Dicen que el desamor se siente como una herida que nunca sana del todo. Y lo comprobé el día que te fuiste sin siquiera mirar atrás. Recuerdo esa tarde gris, el viento soplaba fuerte y yo me quedé parado en la puerta, viendo cómo te alejabas. Mi corazón latía despacio, como si se estuviera rindiendo. Pensé que las lágrimas no saldrían, pero ahí estaban, traicioneras, rodando por mis mejillas.

Las noches siguientes fueron un tormento, el vacío en la cama era un recordatorio constante de tu ausencia. Me aferré a los recuerdos, a las risas compartidas, a las promesas hechas en voz baja bajo las estrellas. Pero los recuerdos, en lugar de consolarme, me aplastaban. Cada risa recordada, era como un puñal, cada promesa rota, un peso en el alma.

Intenté seguir adelante, conocer a otras personas, llenar el hueco que dejaste. Pero nadie se comparaba a ti. Las conversaciones eran vacías, las sonrisas forzadas. Tus palabras seguían pasando por mi cabeza, como un recuerdo que no se desvanece. «No eres tú, soy yo», dijiste, y me pregunto si alguna vez fue verdad o solo una excusa barata para huir.

El desamor es una bestia silenciosa que te devora desde adentro. A veces pienso que nunca me recuperaré del todo, que siempre habrá una parte de mí que te pertenezca, aunque no lo quieras. Y aunque pasen los años, y conozca a alguien más, una parte de mi corazón siempre llevará tu nombre. Porque el desamor no se olvida, se aprende a vivir con él, como una cicatriz que aunque no duela, siempre está ahí, recordándote lo que fue y lo que nunca será.

Me refugié en mi rutina, en la escuela, en los amigos que trataban de animarme con su compañía. Pero por las noches, cuando el silencio se hacía más profundo, volvía a encontrarme con mi tristeza. La música que solíamos escuchar juntos se convirtió en un enemigo, y las calles que recorríamos mano a mano ahora me parecían desoladas. Hasta el café de la esquina, donde solíamos compartir risas y miradas, perdió su encanto.
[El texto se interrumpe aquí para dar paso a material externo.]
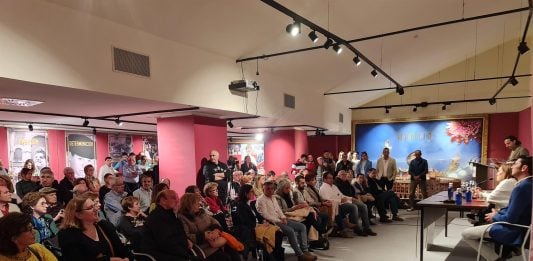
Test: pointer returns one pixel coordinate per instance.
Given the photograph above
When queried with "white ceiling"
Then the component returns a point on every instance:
(243, 28)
Un día decidí guardar todo lo que me recordaba a ti en una caja de cartón. Fotos, cartas, pequeños objetos que habíamos coleccionado durante nuestro tiempo juntos. Pensé que así podría empezar de nuevo, que si eliminaba las pruebas físicas de nuestra relación, también podría borrar el dolor. Pero estaba equivocado. Guardar esos recuerdos solo hizo que el dolor se escondiera más profundamente, esperando el momento adecuado para salir y golpearme de nuevo.

El tiempo pasó, y aunque dicen que cura todas las heridas, para mí solo las adormeció. Comencé a salir con alguien nuevo, una persona amable y cariñosa que me hizo reír de nuevo. Pero siempre había un vacío, una parte de mi corazón que permanecía cerrada, inaccesible. Intenté no compararla contigo, pero a veces no podía evitarlo. Cada vez que lo hacía, sentía un ataque de culpa, como si estuviera traicionando tu recuerdo.

Llegué a entender que el desamor no es algo que se supere, sino algo con lo que se aprende a vivir. No es una batalla que se gana, sino una guerra que se sobrelleva. Acepté que siempre habría momentos de tristeza, destellos de melancolía que aparecerían sin previo aviso. A veces, en una sonrisa fugaz de un desconocido, en una canción que suena en la radio, en el olor a lluvia en una tarde de otoño.

Y aunque ahora puedo decir que he encontrado cierta paz, sé que el desamor ha dejado su marca en mí. Una marca que me ha cambiado, que me ha hecho más cauteloso, tal vez más cínico. Pero también me ha enseñado a valorar más los pequeños momentos de felicidad, a no dar por sentado el amor cuando lo tengo.

Así que, aunque me rompiste el corazón, también me diste una lección invaluable. Aprendí que el amor no siempre es eterno, que las promesas pueden romperse y que el dolor puede ser un maestro implacable. Pero sobre todo, aprendí que el desamor, por más devastador que sea, no puede destruir por completo el deseo de amar y ser amado. Porque al final del día, seguimos siendo humanos, frágiles y esperanzados, siempre buscando ese destello de amor que nos haga sentir completos de nuevo.